Yes, “life itself is brutally, obscenely unfair,” and Burroughs isn’t here to deny or sugar-coat it with airy positive thinking. Like a libertarian with a compassionate streak, the author continually stresses the importance of personal responsibility and engaging in each moment with clear eyes and an open mind. Whatever issues readers may be facing — managing feelings, passive thinking, anorexia, need vs. want, confidence, shame, alcoholism, drug abuse, regret, emotional healing (which sometimes never occurs), metabolizing and harnessing anger, handling a diagnosis of terminal disease, dealing with a dying loved one — Burroughs has plenty to say, and most of it is right on the money.
Given the tremendous life challenges Burroughs has overcome, it’s fitting that his best advice involves some of the darkest topics. The most poignant chapter in the book, “How to End Your Life,” investigates his multiple suicide attempts and offers profound insight into the thoughts of a suicidal person. More important, Burroughs demonstrates the way out, effectively deconstructing and humanizing what is often a hushed topic. “Peace and release, silence and escape: These were some of the promises suicide made.” Unfortunately, he acknowledges, “you would have to still be alive to experience the benefits.”
Though the book offers no quick fixes — and refreshingly so — Burroughs provides a hefty cache of raw material for self-betterment.
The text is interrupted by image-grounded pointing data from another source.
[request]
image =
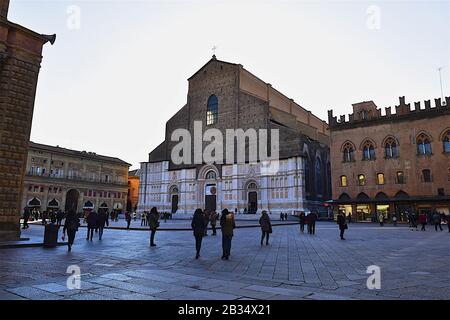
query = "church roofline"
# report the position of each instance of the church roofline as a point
(211, 60)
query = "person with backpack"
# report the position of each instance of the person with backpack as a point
(266, 227)
(101, 222)
(26, 217)
(227, 223)
(341, 223)
(422, 221)
(206, 216)
(198, 226)
(437, 220)
(128, 219)
(312, 217)
(91, 224)
(213, 219)
(153, 224)
(71, 226)
(302, 219)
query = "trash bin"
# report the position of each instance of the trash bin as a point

You may not agree with all of his advice, and may in fact find some of it to be trite or useless, but the author is a memorable guide on the road from darkness to light. And sometimes that road is even more significant and life-changing than the emergence on the other side.
“Life tucks its rarest, largest, and most D-flawless diamonds deep, deep inside the folds of the greatest loss,” he writes. “You do not know they are even there, glittering in the dark, right beside you.”